Privacy Policy

1. Introduction & Controller Identity

This Privacy Policy explains how bodurvexn ("we", "us") collects, uses, and protects your personal data when you visit our website. The site is an educational platform focused on bicycle sales and bicycle retail management training. We use your data to provide registration handling, respond to messages, maintain site security, and—only where you choose—measure usage and advertising performance.

Data Controller: Bodurvexn Learning GmbH, Mostecká 273/21, Malá Strana (Praha 1), 118 00 Praha, Czechia. Contact email: [email protected]. Phone: +420 257 531 842.

Effective Date: March 12, 2026. If we materially change how we use personal data, we will publish a notice on the site before the change takes effect.

2. Personal Data We Collect

We collect personal data in a limited and practical way. The specific data depends on how you interact with the website (registration, contacting support, and your cookie choices). The categories below describe what we may collect.

• Identity and contact data: first name, last name, email address, and (if provided elsewhere) phone number.
• Registration data: the password you enter in the registration form. For security reasons, passwords should be unique and strong. We do not request or need sensitive personal information for training registration.
• Form content: the content of messages you submit through our contact form, including any details you choose to share about your learning needs or course access questions.
• Technical data: IP address, device type, browser type/version, operating system, language preferences, and approximate location derived from IP (city/region level).
• Usage data: pages visited, time spent on pages, referrer page, click paths, and interaction events (for example, whether a form was started or completed).
• Cookies and identifiers: cookie values and similar identifiers that store preferences or support measurement (see Section 4).
• Conversion events: basic events that indicate a user completed a step, such as a completed form submission.

We do not intentionally collect special-category data (such as health information, religious beliefs, political opinions), financial account details, or government identification numbers. Please avoid entering sensitive personal information in free-text fields.

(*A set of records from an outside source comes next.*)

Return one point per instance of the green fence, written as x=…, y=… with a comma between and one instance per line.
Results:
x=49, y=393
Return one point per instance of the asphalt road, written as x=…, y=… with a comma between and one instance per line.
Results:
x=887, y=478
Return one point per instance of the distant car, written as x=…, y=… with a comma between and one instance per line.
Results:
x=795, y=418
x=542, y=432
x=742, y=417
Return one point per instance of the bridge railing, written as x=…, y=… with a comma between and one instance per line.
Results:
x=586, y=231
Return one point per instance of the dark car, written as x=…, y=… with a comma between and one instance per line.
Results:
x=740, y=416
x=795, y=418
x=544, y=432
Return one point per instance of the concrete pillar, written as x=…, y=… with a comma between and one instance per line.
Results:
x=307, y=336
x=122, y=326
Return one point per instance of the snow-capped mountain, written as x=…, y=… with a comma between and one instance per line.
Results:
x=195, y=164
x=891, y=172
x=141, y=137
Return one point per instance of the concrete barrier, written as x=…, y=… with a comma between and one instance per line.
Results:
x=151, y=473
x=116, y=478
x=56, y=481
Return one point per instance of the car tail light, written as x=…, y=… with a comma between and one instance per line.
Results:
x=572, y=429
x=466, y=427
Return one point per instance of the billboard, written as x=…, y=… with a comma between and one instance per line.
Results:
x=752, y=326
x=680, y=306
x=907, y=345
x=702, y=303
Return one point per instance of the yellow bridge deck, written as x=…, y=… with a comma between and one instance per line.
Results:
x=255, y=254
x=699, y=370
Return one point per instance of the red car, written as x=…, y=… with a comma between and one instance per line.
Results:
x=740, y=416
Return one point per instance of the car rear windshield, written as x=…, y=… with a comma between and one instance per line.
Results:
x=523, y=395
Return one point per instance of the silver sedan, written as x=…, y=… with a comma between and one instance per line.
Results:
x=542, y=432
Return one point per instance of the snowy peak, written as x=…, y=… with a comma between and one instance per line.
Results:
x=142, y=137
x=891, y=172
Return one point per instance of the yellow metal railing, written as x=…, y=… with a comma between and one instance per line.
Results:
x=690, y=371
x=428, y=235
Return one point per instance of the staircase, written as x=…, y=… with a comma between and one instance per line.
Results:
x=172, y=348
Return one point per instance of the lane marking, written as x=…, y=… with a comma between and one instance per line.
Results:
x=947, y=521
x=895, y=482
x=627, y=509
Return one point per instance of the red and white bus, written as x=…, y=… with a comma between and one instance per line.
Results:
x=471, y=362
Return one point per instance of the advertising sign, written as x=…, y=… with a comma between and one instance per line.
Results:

3. Why We Process Data & Legal Basis (GDPR Art. 6)

If you are located in the European Economic Area (EEA) or the United Kingdom, we process personal data under the lawful bases listed below. When other laws apply, we process data using equivalent lawful grounds (for example, consent, contract necessity, and legitimate interests).

• Course registration handling: to receive and process your registration details and send course access communications. Legal basis: Art. 6(1)(b) (contract steps) and, where we rely on your permission to contact you, Art. 6(1)(a) (consent).
• Support and communications: to respond to inquiries and resolve access issues. Legal basis: Art. 6(1)(b) and/or Art. 6(1)(f) (legitimate interest in providing support).
• Analytics (optional): to understand which pages are most useful and improve the training information we publish. Legal basis: Art. 6(1)(a) (consent).
• Marketing/remarketing (optional): to measure ad performance and show relevant messages to people who have interacted with the site. Legal basis: Art. 6(1)(a) (consent).
• Security and fraud prevention: to keep the website reliable, detect abuse, and protect the integrity of forms. Legal basis: Art. 6(1)(f) (legitimate interest).
• Legal obligations: to comply with applicable laws and respond to lawful requests. Legal basis: Art. 6(1)(c) (legal obligation).

Automated Decision-Making (Art. 22): We do not engage in automated decision-making or profiling that produces legal or similarly significant effects.

4. Cookies & Tracking

Cookies are small text files stored on your device. We use cookies and similar technologies to run core site functions and, if you opt in, to measure usage and marketing effectiveness. Some measurement can also be performed via pixel tags and server-side events. Your cookie choices are managed through the cookie banner and preferences panel available on the site.

We use the following categories. These categories match our Cookie Policy.

Essential (always active)

Essential cookies are required for the site to function and cannot be switched off in our system. These cookies support core features like session continuity and storing your consent settings. Examples include _site_session and cookie_consent. Retention ranges from session duration to 12 months, depending on the cookie.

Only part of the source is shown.